(sda) Das Parlament beauftragt den Bundesrat, auch in finanziell schwierigen Zeiten an der indirekten Presseförderung im Umfang von 30 Millionen Franken festzuhalten. Der Nationalrat hat am Donnerstag eine entsprechende Motion mit 112 zu 60 Stimmen bei 9 Enthaltungen an die Regierung überwiesen.

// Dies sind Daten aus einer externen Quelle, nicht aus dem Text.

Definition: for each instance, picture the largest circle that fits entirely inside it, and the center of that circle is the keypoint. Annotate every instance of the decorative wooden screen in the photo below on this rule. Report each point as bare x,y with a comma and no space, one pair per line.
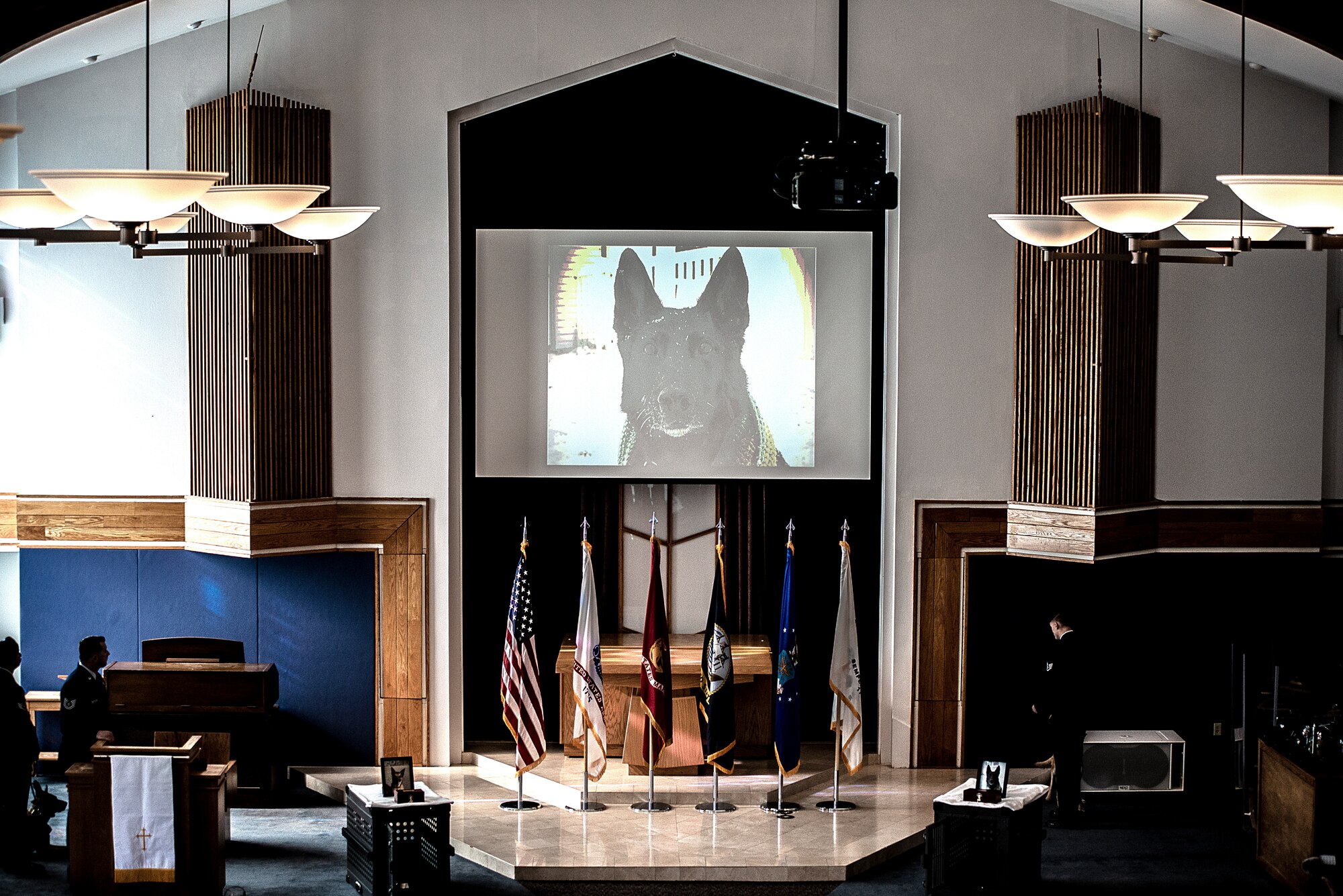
260,325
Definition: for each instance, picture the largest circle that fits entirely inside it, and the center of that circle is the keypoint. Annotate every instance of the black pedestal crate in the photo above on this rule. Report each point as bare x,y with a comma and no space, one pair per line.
394,851
982,848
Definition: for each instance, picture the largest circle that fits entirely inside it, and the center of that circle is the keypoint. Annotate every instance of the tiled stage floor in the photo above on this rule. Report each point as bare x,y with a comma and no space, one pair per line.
618,844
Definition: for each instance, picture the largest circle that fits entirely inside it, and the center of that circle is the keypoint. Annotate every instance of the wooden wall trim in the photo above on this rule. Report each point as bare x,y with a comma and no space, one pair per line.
946,533
393,528
9,522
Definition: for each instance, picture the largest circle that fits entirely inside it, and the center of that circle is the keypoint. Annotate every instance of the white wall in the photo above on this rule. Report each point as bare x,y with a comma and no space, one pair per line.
1242,350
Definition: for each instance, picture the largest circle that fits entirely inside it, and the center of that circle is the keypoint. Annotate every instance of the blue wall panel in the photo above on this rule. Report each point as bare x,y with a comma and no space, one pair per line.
64,596
312,616
185,593
316,623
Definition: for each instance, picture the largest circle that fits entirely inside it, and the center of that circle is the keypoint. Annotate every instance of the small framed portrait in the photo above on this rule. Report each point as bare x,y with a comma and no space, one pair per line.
398,775
993,776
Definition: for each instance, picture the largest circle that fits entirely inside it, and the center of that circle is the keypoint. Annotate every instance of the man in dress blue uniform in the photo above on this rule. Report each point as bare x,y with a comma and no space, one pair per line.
84,703
18,753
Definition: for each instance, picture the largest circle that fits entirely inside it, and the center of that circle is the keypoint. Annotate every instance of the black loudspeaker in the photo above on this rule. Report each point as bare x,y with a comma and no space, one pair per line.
1133,761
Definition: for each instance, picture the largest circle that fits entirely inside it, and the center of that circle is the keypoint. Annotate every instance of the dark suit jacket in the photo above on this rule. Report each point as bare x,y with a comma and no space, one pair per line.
18,737
84,714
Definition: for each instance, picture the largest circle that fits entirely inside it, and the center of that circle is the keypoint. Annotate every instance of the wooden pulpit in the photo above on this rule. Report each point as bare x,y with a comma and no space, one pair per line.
198,808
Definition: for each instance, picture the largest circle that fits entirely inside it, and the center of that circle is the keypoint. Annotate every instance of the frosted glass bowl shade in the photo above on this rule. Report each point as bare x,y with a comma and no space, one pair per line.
1047,231
326,223
1136,213
128,195
170,224
33,207
1227,228
260,203
1301,200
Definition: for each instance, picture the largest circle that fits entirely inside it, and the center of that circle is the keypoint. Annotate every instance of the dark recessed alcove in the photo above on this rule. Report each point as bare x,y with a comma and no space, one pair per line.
1168,635
667,144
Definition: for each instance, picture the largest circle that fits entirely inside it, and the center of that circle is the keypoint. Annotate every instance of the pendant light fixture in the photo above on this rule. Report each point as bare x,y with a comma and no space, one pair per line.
130,197
34,207
140,208
1310,203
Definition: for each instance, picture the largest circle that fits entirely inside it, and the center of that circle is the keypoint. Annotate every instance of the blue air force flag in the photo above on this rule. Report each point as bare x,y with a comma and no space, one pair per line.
788,705
845,682
589,695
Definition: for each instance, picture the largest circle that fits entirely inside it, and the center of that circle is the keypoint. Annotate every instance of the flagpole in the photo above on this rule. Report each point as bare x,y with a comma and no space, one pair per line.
585,804
778,807
715,805
836,804
652,805
520,804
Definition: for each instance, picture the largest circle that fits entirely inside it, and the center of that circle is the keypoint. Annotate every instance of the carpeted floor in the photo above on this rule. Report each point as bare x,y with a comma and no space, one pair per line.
299,851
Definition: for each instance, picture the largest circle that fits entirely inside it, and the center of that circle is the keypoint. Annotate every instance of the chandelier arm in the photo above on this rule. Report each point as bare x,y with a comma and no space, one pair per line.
44,235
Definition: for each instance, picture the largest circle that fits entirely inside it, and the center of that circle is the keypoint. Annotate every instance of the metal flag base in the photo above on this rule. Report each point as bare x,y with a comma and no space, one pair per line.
651,807
588,807
836,805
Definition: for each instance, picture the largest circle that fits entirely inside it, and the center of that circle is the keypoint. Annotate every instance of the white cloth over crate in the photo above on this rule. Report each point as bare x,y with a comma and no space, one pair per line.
143,835
373,796
1016,799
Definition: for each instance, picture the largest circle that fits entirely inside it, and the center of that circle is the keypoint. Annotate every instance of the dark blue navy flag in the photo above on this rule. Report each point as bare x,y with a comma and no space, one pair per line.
788,703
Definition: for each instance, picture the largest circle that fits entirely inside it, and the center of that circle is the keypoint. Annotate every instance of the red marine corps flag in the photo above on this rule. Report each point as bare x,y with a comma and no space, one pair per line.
656,682
520,685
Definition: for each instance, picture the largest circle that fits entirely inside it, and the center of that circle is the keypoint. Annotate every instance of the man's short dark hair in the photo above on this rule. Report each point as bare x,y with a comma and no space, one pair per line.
9,654
91,646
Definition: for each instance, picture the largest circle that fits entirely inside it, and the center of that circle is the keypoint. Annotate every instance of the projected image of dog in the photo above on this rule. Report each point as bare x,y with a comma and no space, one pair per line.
686,393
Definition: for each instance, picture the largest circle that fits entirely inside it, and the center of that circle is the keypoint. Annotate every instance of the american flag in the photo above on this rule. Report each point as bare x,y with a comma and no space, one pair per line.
520,686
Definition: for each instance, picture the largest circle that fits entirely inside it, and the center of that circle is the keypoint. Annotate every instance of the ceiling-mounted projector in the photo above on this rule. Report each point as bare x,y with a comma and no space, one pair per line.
839,175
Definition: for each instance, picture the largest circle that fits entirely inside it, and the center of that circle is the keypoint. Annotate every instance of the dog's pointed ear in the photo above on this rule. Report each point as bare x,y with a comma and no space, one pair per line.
726,294
636,299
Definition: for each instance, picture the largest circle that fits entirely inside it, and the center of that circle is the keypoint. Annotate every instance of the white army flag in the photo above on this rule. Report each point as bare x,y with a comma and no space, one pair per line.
844,671
589,697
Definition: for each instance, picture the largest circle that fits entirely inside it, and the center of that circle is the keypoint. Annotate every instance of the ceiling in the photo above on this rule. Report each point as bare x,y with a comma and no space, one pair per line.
49,38
1291,40
1301,47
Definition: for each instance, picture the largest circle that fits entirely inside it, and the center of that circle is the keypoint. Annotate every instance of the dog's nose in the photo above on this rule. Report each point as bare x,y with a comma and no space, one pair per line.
672,400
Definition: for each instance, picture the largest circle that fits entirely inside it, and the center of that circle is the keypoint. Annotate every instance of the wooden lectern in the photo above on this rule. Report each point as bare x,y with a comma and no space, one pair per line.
198,812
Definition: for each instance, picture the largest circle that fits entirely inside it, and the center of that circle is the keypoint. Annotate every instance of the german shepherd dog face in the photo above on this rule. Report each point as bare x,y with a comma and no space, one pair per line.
686,391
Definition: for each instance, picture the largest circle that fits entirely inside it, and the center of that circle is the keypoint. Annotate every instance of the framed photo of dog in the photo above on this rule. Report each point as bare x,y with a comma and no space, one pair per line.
682,353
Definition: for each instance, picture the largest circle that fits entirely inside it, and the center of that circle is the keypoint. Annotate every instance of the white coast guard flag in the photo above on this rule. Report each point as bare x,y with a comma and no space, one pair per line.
589,697
844,671
142,820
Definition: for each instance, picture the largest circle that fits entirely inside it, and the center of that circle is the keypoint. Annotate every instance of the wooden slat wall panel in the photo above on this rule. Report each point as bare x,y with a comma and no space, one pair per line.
945,533
1086,330
260,326
404,728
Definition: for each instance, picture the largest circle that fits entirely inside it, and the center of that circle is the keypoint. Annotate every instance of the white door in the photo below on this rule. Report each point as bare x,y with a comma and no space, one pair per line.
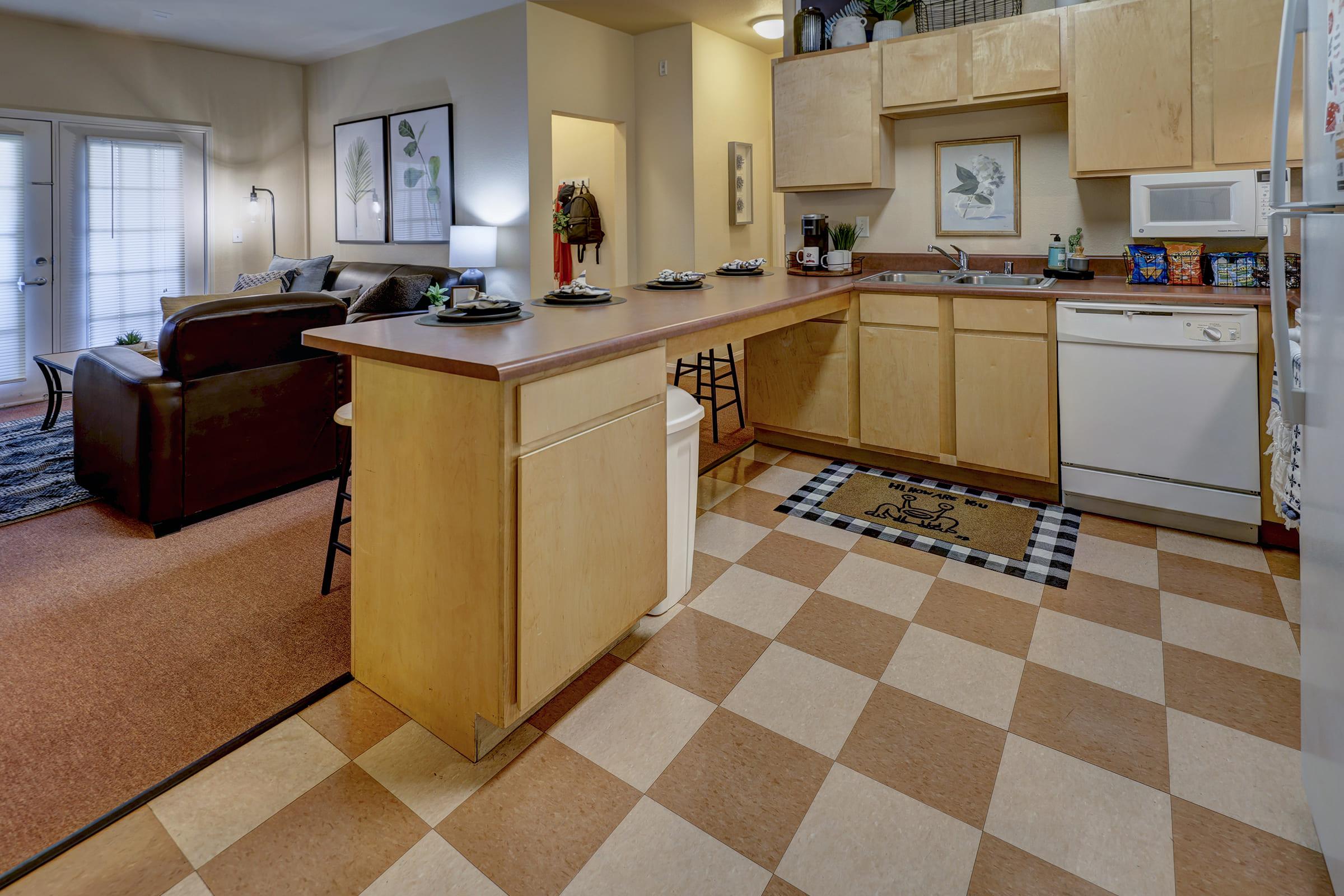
26,258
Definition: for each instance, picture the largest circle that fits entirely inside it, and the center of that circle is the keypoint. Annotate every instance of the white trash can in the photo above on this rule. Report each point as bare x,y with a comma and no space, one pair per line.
684,416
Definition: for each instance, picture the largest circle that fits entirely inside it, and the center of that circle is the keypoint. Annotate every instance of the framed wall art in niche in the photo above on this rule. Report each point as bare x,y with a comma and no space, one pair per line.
979,189
422,174
361,176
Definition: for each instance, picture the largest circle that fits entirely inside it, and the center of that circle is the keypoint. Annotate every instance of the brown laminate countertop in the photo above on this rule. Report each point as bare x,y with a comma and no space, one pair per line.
561,336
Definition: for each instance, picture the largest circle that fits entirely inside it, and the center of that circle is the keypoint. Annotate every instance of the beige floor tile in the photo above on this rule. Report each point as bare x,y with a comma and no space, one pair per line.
882,586
1240,776
656,852
726,538
1007,586
1112,657
753,601
781,480
1231,634
1092,823
822,533
132,857
1117,561
864,837
633,725
1249,557
644,631
429,776
226,800
801,698
959,675
433,868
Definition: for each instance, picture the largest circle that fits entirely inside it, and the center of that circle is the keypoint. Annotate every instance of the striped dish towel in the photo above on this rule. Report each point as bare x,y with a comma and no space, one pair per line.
1285,450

Das Parlament fordert den Bundesrat damit auf, die indirekte Presseförderung bei künftigen Sparprogrammen zu verschonen. Sollte er diese Unterstützung aufgeben wollen, "soll er eine glaubwürdige Alternative dazu ausarbeiten", heisst es in der Motion. Er soll insbesondere sicherstellen, dass die Lokal- und Regionalzeitungen auf die Subventionen im Umfang von 30 Millionen Franken zählen können, die der Bund für die Frühzustellung bezahlt.

Die Motionärin, Christine Bulliard (CVP/FR), sorgt sich angesichts der Krise in der Branche um die Pressevielfalt. Diese sei in einem föderalistischen und mehrsprachigen Land wie der Schweiz eine entscheidende Bedingung für den Prozess der freien Meinungsbildung.

Mit der indirekten Presseförderung unterstützt der Bund mit Subventionen von 30 Millionen Franken den Transport von Lokal- und Regionalzeitungen. Mit weiteren 20 Millionen wird die ermässigte Zustellung von Mitgliedschafts- und Stiftungspresse unterstützt.

Der Vorstoss stammt noch aus der Zeit, als Bundesrat und Parlament über das Konsolidierungs- und Aufgabenüberprüfungspaket (KAP) debattierten. Er zielte in seiner ursprünglichen Form auf den Schutz der indirekten Presseförderung beim KAP 2014. Doch die indirekte Presseförderung überstand die Spardebatten gegen den Willen des Bundesrates und wurde auch im aktuellen Stabilisierungsprogramm verschont.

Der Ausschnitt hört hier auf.